Ticket #575 (new defect)
high-time connections in handle-req impact fastcgi overload calculation
| Reported by: | moorman | Owned by: | jan |
|---|---|---|---|
| Priority: | highest | Milestone: | |
| Component: | mod_fastcgi | Version: | 1.4.19 |
| Severity: | critical | Keywords: | |
| Cc: | ts77@… | Blocked By: | |
| Need User Feedback: | no | Blocking: |
Description
This ticket is a summary of details presented to Jan via IRC on 2006-03-10.
Based on a pool of six lighttpd heads receiving traffic from a load balancer, all six heads reached a terminal overload state where they could not recover without restart. From internal statistics, fastcgi load was 100+ on each head. After restart of lighttpd on a head, once it was picked up by the load balancer, fastcgi load stabilized at ~20.

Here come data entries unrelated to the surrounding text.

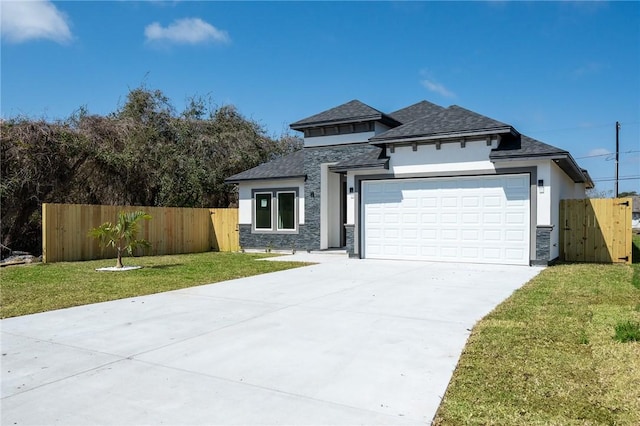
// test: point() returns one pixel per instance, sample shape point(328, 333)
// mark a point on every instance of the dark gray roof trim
point(287, 167)
point(372, 159)
point(449, 122)
point(351, 112)
point(525, 148)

fastcgi.backend.main-php.0.connected: 205994 fastcgi.backend.main-php.0.died: 0 fastcgi.backend.main-php.0.disabled: 0 fastcgi.backend.main-php.0.load: 144 fastcgi.backend.main-php.0.overloaded: 488 fastcgi.backend.main-php.1.connected: 155287 fastcgi.backend.main-php.1.died: 0 fastcgi.backend.main-php.1.disabled: 0 fastcgi.backend.main-php.1.load: 144 fastcgi.backend.main-php.1.overloaded: 488 fastcgi.backend.main-php.load: 288
Confirmed at the load balancer that this was not a high amount of inbound traffic. lighttpd server status showed a reasonable distribution of various pages waiting in handle-req status with high values for the Time column.

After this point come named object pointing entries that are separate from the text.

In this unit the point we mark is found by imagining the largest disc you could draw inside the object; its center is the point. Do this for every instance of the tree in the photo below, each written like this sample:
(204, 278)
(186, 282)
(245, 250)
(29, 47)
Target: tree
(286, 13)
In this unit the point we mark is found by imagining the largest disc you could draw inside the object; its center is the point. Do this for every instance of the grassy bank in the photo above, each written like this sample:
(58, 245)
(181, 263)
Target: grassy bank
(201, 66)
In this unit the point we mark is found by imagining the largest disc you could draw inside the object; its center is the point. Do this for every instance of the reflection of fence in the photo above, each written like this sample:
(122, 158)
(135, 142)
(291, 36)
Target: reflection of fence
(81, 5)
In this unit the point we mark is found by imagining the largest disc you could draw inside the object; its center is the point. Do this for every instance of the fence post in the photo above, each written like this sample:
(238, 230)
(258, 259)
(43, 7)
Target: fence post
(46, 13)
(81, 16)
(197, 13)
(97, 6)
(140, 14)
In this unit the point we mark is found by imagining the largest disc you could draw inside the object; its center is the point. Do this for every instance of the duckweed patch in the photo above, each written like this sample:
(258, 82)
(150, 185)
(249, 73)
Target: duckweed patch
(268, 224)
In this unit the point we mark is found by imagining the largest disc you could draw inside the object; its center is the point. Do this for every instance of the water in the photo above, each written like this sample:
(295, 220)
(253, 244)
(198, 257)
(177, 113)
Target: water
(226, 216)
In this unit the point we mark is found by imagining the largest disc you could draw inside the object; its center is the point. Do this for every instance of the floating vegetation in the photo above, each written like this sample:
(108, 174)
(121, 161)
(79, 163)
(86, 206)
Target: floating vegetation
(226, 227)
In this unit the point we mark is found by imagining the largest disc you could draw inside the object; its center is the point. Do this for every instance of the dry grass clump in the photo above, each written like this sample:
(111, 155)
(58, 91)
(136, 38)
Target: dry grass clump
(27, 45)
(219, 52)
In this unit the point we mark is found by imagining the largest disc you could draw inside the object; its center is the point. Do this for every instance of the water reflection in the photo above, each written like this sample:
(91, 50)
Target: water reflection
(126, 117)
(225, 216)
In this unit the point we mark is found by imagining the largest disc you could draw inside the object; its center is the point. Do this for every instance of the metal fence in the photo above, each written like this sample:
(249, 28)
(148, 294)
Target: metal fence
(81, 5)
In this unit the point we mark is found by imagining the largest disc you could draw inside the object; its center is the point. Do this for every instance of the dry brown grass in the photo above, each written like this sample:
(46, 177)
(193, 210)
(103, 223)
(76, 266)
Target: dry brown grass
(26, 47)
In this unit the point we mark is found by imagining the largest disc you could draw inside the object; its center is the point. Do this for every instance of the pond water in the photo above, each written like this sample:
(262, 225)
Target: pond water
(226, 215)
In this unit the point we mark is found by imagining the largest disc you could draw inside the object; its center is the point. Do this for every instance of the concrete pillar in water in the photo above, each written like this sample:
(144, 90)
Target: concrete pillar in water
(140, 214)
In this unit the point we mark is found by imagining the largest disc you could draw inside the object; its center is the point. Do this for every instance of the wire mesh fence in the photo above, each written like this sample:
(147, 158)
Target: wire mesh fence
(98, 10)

338 connections hWhhhhrhhhhhhhhhWrhhhrhhhhhhhrhWrhrhhhhhhhWhhhhhhh hhhhhhhhhrhhrhhhhhhhhhhhhhhhhhhhhrhhhhhhhhhhhhrrhh rhhhhhrWrrrrhhhhhhrhhhhhhhrhhhhhrhhhhhhrhWhhhhrrhr hhrhhhhhhhhhhhhWhhhrhhhrhhrhhhrhhhWhhhhhhhhhhhrhhh hhrrhhrhhrhhhrhrrhhhhhWhhhhhhhWhrhrrrhhhrrhhhhrhhh WWrrhrrrrWrhrhWrrrrrrrhrWhrrhrrhhrhhhhrhrhhhWhrWrr hrhrhhhhhhhhrhhrhhhWhrhhhrrrrrrhhhhhhh
Approximately 150 connections shown in handle-req status have Time of 2756 or higher. Approximately 30-40 connections of this set have Time of 5000 or higher.
lighttpd error log shows continual overload status causing disable, wait, re-enable in continual cycle. Heads will not recover without restart, but head works fine after restart has occurred.
Based on discussion via IRC, as a workaround measure, plan is to add a global timeout for handle-req, such that these long-running connections in handle-req status will be shed.
-Jacob